Is everyone cringing inside yet at the thought of a giant underground subway swimming pool soup made up of 113 years of pee, garbage, rat carcasses, dirt, more pee, other bodily fluids and more disgusting subway things? And also, PEE? I want to die.
“Literal health hazard” is just today’s edition of Why The Subway Is A Horrifying, Crumbling Mess. It’s been derailing, delaying, hitting walls and ensnaring passengers in pitch-black sweaty nightmarish hell — all just in these past few months. In fact, just last night a New Jersey transit train carrying 180 passengers derailed at Penn Station.
Luckily, the state government is working tirelessly, day and night, to try and solve—lol jk no it’s not because that would be too easy. After a very long period of doing nothing, Gov. Andrew Cuomo finally declared a state of emergency on the Metro Transit Authority and promised he would commit an extra $1 billion to help fix it.
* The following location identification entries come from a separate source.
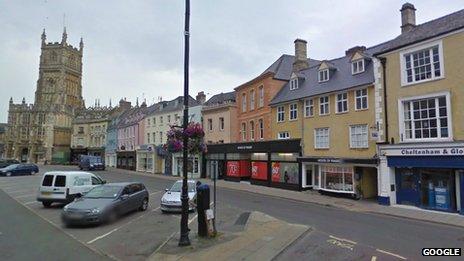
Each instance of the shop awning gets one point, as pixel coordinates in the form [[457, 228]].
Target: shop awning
[[450, 162]]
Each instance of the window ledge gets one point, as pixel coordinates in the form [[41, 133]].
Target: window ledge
[[406, 84]]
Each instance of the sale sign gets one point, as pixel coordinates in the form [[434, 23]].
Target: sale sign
[[233, 168], [259, 170], [276, 171]]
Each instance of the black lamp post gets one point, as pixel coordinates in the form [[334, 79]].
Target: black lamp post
[[184, 230]]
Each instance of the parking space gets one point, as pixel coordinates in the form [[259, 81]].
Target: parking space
[[132, 237]]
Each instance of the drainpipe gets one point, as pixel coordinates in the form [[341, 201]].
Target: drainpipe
[[383, 60]]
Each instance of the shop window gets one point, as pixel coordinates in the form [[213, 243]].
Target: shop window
[[358, 136], [426, 119], [322, 138], [342, 102], [293, 111], [337, 178], [361, 99], [309, 108], [324, 105]]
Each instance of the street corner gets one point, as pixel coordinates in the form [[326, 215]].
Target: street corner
[[263, 237]]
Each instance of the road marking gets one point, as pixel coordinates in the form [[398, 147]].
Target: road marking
[[116, 229], [153, 193], [342, 239], [25, 196], [391, 254]]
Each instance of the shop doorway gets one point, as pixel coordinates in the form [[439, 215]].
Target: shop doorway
[[407, 183]]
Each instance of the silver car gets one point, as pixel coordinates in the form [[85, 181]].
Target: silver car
[[170, 202], [106, 203]]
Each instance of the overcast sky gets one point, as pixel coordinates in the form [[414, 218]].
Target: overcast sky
[[135, 48]]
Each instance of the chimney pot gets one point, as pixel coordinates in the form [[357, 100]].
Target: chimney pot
[[408, 17], [301, 57]]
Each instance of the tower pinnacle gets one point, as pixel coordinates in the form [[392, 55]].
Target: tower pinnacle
[[65, 36]]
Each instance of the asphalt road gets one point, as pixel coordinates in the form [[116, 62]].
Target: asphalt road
[[337, 234]]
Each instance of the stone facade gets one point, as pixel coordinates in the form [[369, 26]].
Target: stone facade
[[41, 132]]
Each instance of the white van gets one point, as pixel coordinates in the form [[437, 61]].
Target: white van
[[65, 186]]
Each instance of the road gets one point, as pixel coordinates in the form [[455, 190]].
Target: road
[[337, 234]]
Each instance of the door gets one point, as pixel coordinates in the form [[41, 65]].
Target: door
[[408, 187]]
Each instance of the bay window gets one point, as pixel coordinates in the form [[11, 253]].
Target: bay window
[[426, 118]]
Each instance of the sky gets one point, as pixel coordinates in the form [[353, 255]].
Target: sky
[[135, 48]]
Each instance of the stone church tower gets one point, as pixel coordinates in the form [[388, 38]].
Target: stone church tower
[[41, 131]]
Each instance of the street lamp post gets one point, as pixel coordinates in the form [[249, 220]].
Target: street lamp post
[[184, 230]]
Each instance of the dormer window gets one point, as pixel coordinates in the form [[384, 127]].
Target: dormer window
[[357, 66], [323, 75], [294, 83]]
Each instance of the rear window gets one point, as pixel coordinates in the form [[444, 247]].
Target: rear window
[[48, 179], [60, 181]]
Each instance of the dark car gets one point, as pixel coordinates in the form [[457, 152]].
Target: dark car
[[89, 162], [105, 203], [19, 170], [7, 162]]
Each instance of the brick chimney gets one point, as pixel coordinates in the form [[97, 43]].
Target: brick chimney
[[301, 57], [408, 17], [201, 97]]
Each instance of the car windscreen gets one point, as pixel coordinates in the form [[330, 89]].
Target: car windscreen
[[177, 187], [103, 192], [48, 179], [11, 167]]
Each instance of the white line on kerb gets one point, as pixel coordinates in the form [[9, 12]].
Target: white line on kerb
[[116, 229], [25, 196], [389, 253], [342, 239]]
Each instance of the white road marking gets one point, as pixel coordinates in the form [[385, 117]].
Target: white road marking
[[391, 254], [342, 239], [31, 202], [118, 228], [25, 196]]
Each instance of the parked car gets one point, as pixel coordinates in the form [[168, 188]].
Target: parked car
[[89, 162], [170, 202], [7, 162], [65, 186], [19, 170], [104, 204]]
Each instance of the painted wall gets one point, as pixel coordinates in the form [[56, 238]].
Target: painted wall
[[271, 87], [453, 82]]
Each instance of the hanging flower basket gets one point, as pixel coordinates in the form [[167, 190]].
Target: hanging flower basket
[[195, 134]]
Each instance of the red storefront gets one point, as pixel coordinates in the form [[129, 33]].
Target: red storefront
[[268, 163]]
Except, no he won’t, because he suggested scaling back subway repairs to fund his pet projects like a third Long Island Rail Road track for him to have ample space on the road back from his vacation home.
The MTA? They’re also not saying anything, probably because they don’t even ride the subway.
People have been lobbying Cuomo for years to fix the subway, and there was even a protest outside of the governor’s NYC office last month demanding he do or say something useful please dear God.
But because of Cuomo’s rather fragile ego he couldn’t get past the fact people were “tweeting nasty things” about him rather than do his job and listen to his constituents.
Cuomo sucks (being from Michigan and knowing a thing or two about sucky governors, I can say that with authority), the subway sucks, no one is doing anything and now there’s a waterfall.